Offline

Fast Multi-Version ETL Pipelines in Python with Generators and functools

Track:
Data Engineering and MLOps
Type:
Talk
Level:
intermediate
Duration:
30 minutes
View in the schedule

Abstract

Modern data systems rarely stay unchanged. Schemas evolve, search indices are rebuilt, and for some period of time, multiple versions of the same dataset need to be kept in sync. A typical example is a zero-downtime migration, where several versions of the same data must be synchronised in parallel while the system remains live.
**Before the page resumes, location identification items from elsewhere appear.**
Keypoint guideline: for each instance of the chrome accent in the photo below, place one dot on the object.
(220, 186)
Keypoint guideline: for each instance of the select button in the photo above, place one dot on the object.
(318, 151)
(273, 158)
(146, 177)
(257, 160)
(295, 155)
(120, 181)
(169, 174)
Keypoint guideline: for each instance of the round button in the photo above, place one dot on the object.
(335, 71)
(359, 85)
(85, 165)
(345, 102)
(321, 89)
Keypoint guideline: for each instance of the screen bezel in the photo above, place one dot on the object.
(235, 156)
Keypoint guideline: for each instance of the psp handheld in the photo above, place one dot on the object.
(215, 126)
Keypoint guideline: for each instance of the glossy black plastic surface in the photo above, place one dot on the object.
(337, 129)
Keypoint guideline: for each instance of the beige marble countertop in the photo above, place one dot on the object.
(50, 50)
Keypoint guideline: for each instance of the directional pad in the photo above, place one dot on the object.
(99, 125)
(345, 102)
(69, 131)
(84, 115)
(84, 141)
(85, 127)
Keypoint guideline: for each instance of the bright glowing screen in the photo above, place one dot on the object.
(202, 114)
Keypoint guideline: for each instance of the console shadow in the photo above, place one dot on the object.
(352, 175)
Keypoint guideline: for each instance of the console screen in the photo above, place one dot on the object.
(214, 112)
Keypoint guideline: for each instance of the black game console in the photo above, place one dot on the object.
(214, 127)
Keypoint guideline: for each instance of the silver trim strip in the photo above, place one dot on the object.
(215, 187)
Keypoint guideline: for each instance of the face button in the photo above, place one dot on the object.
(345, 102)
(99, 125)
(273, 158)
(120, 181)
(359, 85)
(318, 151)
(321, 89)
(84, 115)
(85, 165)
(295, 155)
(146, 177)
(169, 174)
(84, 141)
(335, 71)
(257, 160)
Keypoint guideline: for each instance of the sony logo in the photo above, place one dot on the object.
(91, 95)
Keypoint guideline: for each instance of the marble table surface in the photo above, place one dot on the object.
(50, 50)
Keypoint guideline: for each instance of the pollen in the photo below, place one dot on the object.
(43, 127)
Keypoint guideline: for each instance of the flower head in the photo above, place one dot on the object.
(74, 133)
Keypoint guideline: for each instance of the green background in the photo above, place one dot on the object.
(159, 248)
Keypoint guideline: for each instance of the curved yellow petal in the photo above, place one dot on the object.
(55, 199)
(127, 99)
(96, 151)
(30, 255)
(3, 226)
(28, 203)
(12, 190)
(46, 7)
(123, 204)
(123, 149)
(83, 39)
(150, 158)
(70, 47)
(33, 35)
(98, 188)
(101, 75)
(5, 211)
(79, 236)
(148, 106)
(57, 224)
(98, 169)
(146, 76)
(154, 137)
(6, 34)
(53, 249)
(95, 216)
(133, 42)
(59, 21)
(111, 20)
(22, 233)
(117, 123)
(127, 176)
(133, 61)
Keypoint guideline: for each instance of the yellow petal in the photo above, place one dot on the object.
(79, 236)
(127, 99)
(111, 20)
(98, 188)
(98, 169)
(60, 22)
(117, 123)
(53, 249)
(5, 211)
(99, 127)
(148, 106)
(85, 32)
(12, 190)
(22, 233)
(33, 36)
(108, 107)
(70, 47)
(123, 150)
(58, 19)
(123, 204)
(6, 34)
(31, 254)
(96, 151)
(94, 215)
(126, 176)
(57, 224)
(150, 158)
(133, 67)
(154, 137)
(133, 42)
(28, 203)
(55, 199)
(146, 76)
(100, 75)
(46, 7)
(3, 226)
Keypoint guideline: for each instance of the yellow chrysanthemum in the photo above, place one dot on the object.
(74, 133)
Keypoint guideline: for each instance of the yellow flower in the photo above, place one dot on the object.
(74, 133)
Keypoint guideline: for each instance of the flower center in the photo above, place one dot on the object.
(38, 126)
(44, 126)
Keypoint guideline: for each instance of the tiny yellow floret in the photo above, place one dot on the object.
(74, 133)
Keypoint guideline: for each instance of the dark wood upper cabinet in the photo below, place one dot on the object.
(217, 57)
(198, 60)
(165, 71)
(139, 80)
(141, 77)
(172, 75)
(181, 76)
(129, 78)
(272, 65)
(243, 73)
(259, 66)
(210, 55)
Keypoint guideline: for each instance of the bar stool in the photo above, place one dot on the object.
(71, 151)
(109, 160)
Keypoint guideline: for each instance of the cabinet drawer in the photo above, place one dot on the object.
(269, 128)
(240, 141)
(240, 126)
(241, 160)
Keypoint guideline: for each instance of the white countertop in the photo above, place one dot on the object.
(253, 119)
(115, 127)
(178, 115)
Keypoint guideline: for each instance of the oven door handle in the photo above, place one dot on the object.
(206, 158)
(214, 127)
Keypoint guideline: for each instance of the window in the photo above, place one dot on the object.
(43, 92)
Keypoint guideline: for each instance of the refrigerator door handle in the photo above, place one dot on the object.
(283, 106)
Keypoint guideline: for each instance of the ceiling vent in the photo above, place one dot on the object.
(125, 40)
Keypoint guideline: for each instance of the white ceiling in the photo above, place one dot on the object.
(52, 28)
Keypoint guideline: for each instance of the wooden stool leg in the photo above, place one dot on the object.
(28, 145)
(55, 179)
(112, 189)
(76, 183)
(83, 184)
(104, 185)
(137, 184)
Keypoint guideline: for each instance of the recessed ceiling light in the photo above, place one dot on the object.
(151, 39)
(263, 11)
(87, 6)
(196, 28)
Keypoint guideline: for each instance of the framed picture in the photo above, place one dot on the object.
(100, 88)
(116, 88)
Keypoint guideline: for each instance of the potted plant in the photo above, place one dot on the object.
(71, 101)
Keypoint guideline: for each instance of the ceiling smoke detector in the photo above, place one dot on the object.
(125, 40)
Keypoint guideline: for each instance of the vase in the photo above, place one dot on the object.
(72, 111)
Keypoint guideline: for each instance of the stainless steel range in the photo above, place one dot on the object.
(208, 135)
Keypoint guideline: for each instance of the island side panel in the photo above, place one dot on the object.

This creates a subtle but important challenge: how to keep each version consistent without duplicating extraction work or increasing database load.

In this talk, I’ll describe a production ETL architecture built in Python that processes multiple data versions in parallel using a single streaming pipeline. The system synchronises data from PostgreSQL into OpenSearch, keeps each version independently consistent, and guarantees that no version ever moves backwards — while querying the database only once per batch. The talk is based on a real production system and explains the design decisions and tradeoffs behind it.

The design is based on generator pipelines and functional composition using the functools module. Instead of relying on threads or async frameworks, the ETL flow is expressed as a sequence of small, composable functions: page extraction, DTO normalisation, version-aware filtering, transformation, bulk loading, and dead-letter handling. The reference implementation uses Django as the ORM layer and Celery for orchestration, but the core design is not framework-specific and can be applied equally with SQLAlchemy or raw SQL.

I’ll show how this design makes it possible to:

  1. Synchronise multiple versions efficiently without duplicate database queries
  2. Process large datasets in a streaming, memory-efficient way
  3. Build extensible pipelines from protocol-defined functional stages
  4. Maintain a clear separation of concerns with strong typing and isolated tests
  5. handle failures safely using bulk retries and dead-letter queues

Attendees will leave with concrete patterns for building fast and maintainable ETL pipelines in Python, and with a clearer understanding of how generators and functional composition can be used to model complex data flows — borrowing ideas from Go-style concurrency while staying entirely within the Python ecosystem. While the examples focus on ETL pipelines, the patterns discussed apply to any Python system that processes large streams of data and needs to balance performance, correctness, and extensibility.

Audience: Intermediate to advanced Python developers. Familiarity with generators and basic ETL concepts is helpful; interest in functional design patterns and backend data systems will be beneficial.